Which brings us to Friedersdorf’s beef, one derived from the Cato/YouGov survey. It turns out that “microaggression” statements aren’t nearly as offensive to different groups as is assumed—and of course that is assumed when the lists of microaggressions are compiled and circulated. Here are some data from the survey:

Telling a recent immigrant, “you speak good English” was deemed “not offensive” by 77 percent of Latinos; saying “I don’t notice people’s race” was deemed “not offensive” by 71 percent of African Americans and 80 percent of Latinos; saying “America is a melting pot” was deemed not offensive by 77 percent of African Americans and 70 percent of Latinos; saying “America is the land of opportunity” was deemed “not offensive” by 93 percent of African Americans and 89 percent of Latinos; and saying “everyone can succeed in this society if they work hard enough” was deemed “not offensive” by 89 percent of Latinos and 77 percent of African Americans.

The conclusion?

Public-opinion data cannot tell us whether a given statement is wrongheaded; and if campus progressives want to marshal substantive reasons for why any of the above statements should be eschewed, they ought to be free to articulate those arguments, and should receive a fair hearing by people who engage them on the merits. At times, I’m sure I’d agree with their analysis rather than the culture at large. I’m persuaded, for example, that “unauthorized immigrant” is the best locution.

I’m not sure, though, that there are “substantive reasons” beyond people’s reactions to argue why many terms are offensive.
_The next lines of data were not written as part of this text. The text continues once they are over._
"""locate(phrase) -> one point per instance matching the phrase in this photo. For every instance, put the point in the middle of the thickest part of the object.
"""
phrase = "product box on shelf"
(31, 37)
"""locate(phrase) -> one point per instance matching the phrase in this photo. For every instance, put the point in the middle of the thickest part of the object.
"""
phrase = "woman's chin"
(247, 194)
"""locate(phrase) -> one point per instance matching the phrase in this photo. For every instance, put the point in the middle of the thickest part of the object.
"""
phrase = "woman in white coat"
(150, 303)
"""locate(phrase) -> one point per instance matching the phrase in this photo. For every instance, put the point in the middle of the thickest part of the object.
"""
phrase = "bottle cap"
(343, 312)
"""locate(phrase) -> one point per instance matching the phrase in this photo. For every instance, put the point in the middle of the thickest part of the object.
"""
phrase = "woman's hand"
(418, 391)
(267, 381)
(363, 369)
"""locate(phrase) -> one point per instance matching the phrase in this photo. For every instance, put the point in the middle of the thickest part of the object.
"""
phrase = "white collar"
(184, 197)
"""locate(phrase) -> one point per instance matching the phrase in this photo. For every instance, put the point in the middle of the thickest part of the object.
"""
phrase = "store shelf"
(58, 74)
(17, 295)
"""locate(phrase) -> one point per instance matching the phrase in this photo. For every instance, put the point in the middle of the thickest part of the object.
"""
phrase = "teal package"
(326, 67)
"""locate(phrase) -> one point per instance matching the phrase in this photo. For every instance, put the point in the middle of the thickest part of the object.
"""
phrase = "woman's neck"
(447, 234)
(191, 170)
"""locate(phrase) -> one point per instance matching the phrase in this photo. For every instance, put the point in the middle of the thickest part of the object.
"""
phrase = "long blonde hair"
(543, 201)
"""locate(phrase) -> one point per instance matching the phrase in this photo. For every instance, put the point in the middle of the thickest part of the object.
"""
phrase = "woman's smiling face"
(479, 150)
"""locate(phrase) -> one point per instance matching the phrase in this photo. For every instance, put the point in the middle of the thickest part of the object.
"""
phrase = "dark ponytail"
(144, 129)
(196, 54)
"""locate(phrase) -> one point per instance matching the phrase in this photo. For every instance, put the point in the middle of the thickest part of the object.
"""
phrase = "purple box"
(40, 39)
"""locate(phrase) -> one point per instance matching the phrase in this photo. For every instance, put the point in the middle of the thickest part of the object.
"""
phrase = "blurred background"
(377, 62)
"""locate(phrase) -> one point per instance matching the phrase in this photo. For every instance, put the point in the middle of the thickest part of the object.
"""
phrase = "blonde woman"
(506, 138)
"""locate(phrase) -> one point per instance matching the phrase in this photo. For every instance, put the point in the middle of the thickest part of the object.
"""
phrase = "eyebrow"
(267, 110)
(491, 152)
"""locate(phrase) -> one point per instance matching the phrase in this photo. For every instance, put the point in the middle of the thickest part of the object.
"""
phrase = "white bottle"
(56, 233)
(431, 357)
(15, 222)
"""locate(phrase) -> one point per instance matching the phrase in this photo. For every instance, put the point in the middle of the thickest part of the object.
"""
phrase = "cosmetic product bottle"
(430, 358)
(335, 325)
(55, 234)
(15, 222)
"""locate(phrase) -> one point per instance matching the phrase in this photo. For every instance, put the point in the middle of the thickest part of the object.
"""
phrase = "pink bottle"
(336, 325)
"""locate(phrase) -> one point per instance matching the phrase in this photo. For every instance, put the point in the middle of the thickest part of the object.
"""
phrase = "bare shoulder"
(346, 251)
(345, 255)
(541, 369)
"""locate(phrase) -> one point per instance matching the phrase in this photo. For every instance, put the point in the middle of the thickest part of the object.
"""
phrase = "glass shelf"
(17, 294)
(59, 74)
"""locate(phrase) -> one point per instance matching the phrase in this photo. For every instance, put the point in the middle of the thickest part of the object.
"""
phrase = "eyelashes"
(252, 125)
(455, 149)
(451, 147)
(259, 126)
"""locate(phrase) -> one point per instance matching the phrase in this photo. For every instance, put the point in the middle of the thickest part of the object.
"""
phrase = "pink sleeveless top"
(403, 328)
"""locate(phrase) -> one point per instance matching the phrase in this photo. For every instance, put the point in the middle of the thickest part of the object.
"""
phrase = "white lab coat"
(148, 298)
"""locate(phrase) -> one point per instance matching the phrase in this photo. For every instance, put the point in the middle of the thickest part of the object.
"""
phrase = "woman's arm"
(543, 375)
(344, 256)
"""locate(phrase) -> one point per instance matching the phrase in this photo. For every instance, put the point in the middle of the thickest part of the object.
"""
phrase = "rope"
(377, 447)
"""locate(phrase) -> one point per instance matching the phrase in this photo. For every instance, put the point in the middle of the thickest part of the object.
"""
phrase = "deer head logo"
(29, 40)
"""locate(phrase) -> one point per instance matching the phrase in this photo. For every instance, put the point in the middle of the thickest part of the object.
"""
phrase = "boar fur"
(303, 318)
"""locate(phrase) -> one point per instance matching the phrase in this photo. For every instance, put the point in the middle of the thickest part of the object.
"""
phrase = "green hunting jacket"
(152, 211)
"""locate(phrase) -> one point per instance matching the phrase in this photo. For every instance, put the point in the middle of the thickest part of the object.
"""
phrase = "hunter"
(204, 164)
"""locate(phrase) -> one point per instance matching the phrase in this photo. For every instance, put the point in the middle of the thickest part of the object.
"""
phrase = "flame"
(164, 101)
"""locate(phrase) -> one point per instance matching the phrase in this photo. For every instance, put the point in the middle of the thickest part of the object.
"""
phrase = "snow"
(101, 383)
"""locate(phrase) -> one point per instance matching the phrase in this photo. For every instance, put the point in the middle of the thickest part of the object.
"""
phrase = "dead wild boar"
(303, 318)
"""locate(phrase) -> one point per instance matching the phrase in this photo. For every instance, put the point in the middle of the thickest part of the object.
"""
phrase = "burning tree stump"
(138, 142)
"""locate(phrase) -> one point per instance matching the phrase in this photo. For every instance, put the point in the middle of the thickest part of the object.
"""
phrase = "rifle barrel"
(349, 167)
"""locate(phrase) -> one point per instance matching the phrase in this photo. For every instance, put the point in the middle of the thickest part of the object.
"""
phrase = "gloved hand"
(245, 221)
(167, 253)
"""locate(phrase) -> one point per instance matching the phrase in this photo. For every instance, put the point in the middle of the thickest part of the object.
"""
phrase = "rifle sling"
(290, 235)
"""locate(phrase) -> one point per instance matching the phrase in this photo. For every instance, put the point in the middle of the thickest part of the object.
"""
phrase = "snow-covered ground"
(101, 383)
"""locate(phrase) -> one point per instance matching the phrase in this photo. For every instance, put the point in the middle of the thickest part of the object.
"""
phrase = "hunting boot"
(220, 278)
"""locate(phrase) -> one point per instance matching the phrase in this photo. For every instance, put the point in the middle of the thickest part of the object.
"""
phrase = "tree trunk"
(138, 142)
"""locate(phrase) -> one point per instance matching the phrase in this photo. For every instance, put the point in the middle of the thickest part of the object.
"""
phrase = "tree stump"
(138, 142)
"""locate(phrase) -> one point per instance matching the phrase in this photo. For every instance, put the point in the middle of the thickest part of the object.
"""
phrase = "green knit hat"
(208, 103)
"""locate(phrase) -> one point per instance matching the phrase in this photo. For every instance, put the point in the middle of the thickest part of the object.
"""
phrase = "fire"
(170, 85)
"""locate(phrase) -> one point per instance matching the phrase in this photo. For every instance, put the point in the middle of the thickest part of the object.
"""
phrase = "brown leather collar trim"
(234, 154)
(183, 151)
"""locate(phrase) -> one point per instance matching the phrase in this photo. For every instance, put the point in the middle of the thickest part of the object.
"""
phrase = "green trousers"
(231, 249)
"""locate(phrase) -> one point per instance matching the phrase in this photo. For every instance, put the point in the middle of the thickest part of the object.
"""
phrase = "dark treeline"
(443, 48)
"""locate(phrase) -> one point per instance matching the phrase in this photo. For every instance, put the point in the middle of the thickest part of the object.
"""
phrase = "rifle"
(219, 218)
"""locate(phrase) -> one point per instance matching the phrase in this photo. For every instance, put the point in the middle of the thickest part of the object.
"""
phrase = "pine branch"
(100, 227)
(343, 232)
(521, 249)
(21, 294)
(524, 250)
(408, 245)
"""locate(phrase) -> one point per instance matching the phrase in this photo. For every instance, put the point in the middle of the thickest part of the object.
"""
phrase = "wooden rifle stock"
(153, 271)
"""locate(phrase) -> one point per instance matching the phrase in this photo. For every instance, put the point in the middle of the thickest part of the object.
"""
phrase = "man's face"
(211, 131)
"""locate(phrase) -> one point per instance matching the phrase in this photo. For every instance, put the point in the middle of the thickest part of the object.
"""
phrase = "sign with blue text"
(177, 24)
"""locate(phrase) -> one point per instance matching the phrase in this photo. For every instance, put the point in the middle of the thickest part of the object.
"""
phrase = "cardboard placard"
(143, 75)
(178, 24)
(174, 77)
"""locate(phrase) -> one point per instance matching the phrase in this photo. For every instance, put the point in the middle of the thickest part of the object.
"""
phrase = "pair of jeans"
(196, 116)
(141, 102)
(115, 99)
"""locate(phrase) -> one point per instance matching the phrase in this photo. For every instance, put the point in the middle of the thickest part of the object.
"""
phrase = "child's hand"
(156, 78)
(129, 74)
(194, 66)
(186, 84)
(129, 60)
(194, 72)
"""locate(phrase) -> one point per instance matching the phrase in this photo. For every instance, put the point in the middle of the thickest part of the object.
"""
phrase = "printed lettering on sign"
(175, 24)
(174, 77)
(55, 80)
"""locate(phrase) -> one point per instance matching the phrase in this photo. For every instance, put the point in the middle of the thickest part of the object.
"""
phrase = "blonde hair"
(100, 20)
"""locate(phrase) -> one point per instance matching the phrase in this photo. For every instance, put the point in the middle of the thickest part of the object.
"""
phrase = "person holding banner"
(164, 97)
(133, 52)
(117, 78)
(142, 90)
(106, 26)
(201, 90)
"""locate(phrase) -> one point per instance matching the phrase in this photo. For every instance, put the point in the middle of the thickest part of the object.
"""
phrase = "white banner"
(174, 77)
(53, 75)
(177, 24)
The word “Jewess”, for instance, is considered bigoted by some, but not by others. I can’t imagine any grounds for arguing one way or the other about its appropriateness without seeing if it’s considered offensive by people. Suppose that 65% of Jews (Sarah Silverman is one of these) see it as inoffensive, but 35% do. What do you tell the students? Just give them the data breakdown and let them decide for themselves?

I’d say forget the whole thing, because, based on the data above, giving lists of terms that colleges deem offensive, but aren’t offensive to many, has been a botch.  I want students to learn how to behave respectfully towards others, but not from a hamhanded bunch of college administrators orchestrating behavior—even if their motivations, as they usually are, are good.

In the end, then, I agree with Freidersdorf that this kind of instruction is misplaced, but I don’t think there’s any way to compile a list of “microaggressions” based on objective reasons why statements are wrongheaded—that is, reasons beyond “this term offends a lot of people”. (One exception: terms like “nigger” or “kike” or “towelhead” which have historically been both used to denigrate groups and are universally considered offensive. But students already know that.) What, for instance, do you do with the statement that “Islam, Orthodox Judaism, and Catholicism are misogynistic faiths”? Surely most believers of these faiths will consider those microaggressions, because they’ll be offended. But those are topics ripe for discussion, and shouldn’t be off limits.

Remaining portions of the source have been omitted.